Schrier is facing 11 other candidates — 3 Democrats, 5 Republicans, and one independent and one third-party candidate — for the seat, including Jensen, a former Army Ranger. She’s also facing former state attorney general candidate Matt Larkin and King County Council Member Reagan Dunn.
House Agriculture Committee Chairman David Scott, D-Ga., has started holding listening sessions in districts of vulnerable Democrats, starting with O’Halleran in Arizona last month and continuing with Schrier in Carnation, Washington, July 22.
Dan Newhouse, a Republican member of the House Agriculture Appropriations Subcommittee, faces a similarly large slate of opponents in Washington’s 4th District. The Yakima Valley farmer is being challenged by six other Republicans, including Trump-backed former police chief Loren Culp.
Republican party leaders in Washington have previously expressed disappointment over Newhouse’s decision to vote to impeach Trump, with party chairmen in six of the eight counties in Newhouse’s district even calling for him to resign last year. He will also face one Democrat, farmer and restaurant owner Doug White.
Elsewhere: New Hampshire Rep. Ann McClane Kuster, a current House Ag Committee member, will be the Democratic nominee and face one of seven Republican candidates in November.

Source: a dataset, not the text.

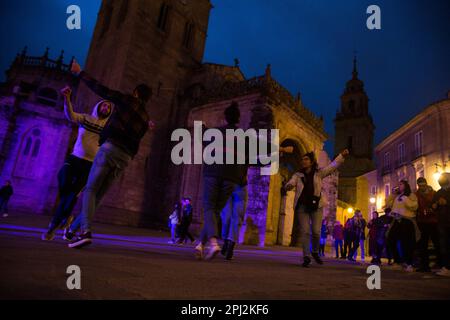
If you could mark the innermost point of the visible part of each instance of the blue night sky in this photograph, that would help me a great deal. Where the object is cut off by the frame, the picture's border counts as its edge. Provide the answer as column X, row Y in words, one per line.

Sen. Patrick Leahy, D-Vt., the current chair of the Senate Appropriations committee and a member of the Senate ag committee, is planning to retire after his ninth term. Rep. Peter Welch and two other candidates are vying for the Democratic party’s nomination to replace Leahy, while three Republican candidates hope to land on the Republican ticket.
This story's map has been updated to reflect the correct location of Nebraska's 2nd Congressional District.